A clinical indication of MCAD deficiency is the presence of medium-chain acylcarnitines in the blood, and octanoic acid (a C8 fatty acid) accumulates in the blood during metabolic stress. The current study tested the hypotheses that children with the highest C8 values in NBS would be the most symptomatic, and that the highest C8 values would occur in children homozygous for the 985 A>G mutation.

Of 42 newborns whose NBS demonstrated elevated C8 levels, 17 of the 21 with the lower C8 values (0.40–8.69 ng/mL) had 2 mutations, and "5 were 985 A>G homozygotes." Among the 21 patients with the higher C8 values (8.97–38.80 ng/mL), 16 had 2 mutations but "11 were 985 A>G homozygotes." Only 3 patients in the lower C8 group had clinical problems; the others had no abnormal lab results or symptoms. In the higher C8 group, 6 patients had a lab abnormality or symptom, and 3 had both.

The study concluded that the long-term follow-up database was a successful tool for short-term follow-up in these patients. In addition, preliminary indications are that higher C8 values are associated with a greater likelihood of being homozygous 985 A>G, and with being symptomatic or having abnormal lab results during NBS.

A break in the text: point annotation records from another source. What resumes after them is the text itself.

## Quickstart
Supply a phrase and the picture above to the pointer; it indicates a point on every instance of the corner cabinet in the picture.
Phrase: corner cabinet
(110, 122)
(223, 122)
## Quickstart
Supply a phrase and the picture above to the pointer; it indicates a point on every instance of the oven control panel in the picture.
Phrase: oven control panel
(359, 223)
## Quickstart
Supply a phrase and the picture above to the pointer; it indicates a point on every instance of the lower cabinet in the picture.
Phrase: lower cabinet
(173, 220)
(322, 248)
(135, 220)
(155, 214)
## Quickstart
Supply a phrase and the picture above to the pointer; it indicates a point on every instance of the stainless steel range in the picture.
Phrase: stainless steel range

"A big lesson we learned from newborn screening is that we really didn't understand the diseases at all based on the symptomatic patients," comoderator Jerry Vockley, MD, PhD, told Medscape Pathology. Dr. Vockley is professor of pediatrics at the University of Pittsburgh School of Medicine, professor of human genetics at the Graduate School of Public Health, and chief of medical genetics at the Children's Hospital of Pittsburgh of UPMC in Pennsylvania.

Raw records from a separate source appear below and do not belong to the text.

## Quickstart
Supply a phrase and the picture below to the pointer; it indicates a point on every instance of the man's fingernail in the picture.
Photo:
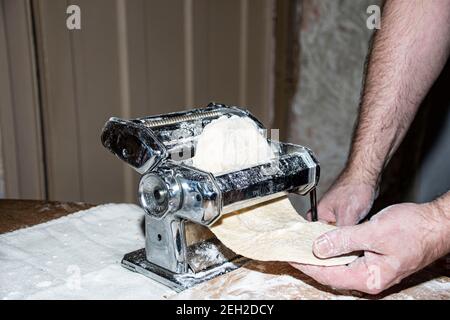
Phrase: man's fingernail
(323, 247)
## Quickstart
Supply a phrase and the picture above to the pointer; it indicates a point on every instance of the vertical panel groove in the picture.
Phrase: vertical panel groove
(77, 113)
(124, 79)
(243, 51)
(189, 52)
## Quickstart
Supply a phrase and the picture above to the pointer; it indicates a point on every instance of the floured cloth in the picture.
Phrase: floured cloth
(274, 231)
(77, 257)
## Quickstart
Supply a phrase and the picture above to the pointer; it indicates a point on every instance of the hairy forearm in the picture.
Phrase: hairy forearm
(408, 54)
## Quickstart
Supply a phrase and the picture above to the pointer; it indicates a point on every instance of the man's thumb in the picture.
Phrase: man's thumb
(341, 241)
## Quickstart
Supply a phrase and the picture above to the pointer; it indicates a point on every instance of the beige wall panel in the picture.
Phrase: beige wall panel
(165, 54)
(96, 67)
(259, 63)
(60, 115)
(22, 143)
(132, 59)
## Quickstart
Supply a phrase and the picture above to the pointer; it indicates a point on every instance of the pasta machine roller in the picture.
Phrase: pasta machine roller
(178, 199)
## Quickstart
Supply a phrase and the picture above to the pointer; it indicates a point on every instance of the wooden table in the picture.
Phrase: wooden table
(258, 280)
(17, 214)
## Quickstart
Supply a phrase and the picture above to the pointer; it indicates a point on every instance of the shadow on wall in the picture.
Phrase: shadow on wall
(419, 170)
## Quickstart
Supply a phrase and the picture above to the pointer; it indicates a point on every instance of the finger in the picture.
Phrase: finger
(344, 240)
(352, 277)
(323, 213)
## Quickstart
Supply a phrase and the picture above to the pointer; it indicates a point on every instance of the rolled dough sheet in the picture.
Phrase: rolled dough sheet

"When we see the symptomatic patients and we focus on them, we see the most severely affected patients. We're looking at the tip of the iceberg," Dr. Vockley observed. "Once we start identifying everybody with that biochemical abnormality, we start seeing strata of risk, where there are a whole group of individuals who have what looks like a low risk for developing symptoms, as opposed to the inevitable presence of disease."

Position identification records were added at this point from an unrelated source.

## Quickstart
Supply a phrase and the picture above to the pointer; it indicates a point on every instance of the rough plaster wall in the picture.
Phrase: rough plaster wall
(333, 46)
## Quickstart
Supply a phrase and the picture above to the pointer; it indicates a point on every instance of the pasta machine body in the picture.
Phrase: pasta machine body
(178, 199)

"There are other factors that determine the severity of disease that we need to sort out," Dr. Vockley added. "The only way we can do that is by these large consortia now that allow us to accumulate hundreds of patients, as opposed to each of us looking at individuals or a handful of patients."

Dr. Berry and Dr. Vockley have disclosed no relevant financial relationships.

American Society of Human Genetics (ASHG) 59th Annual Meeting: Abstract 61. Presented October 22, 2009.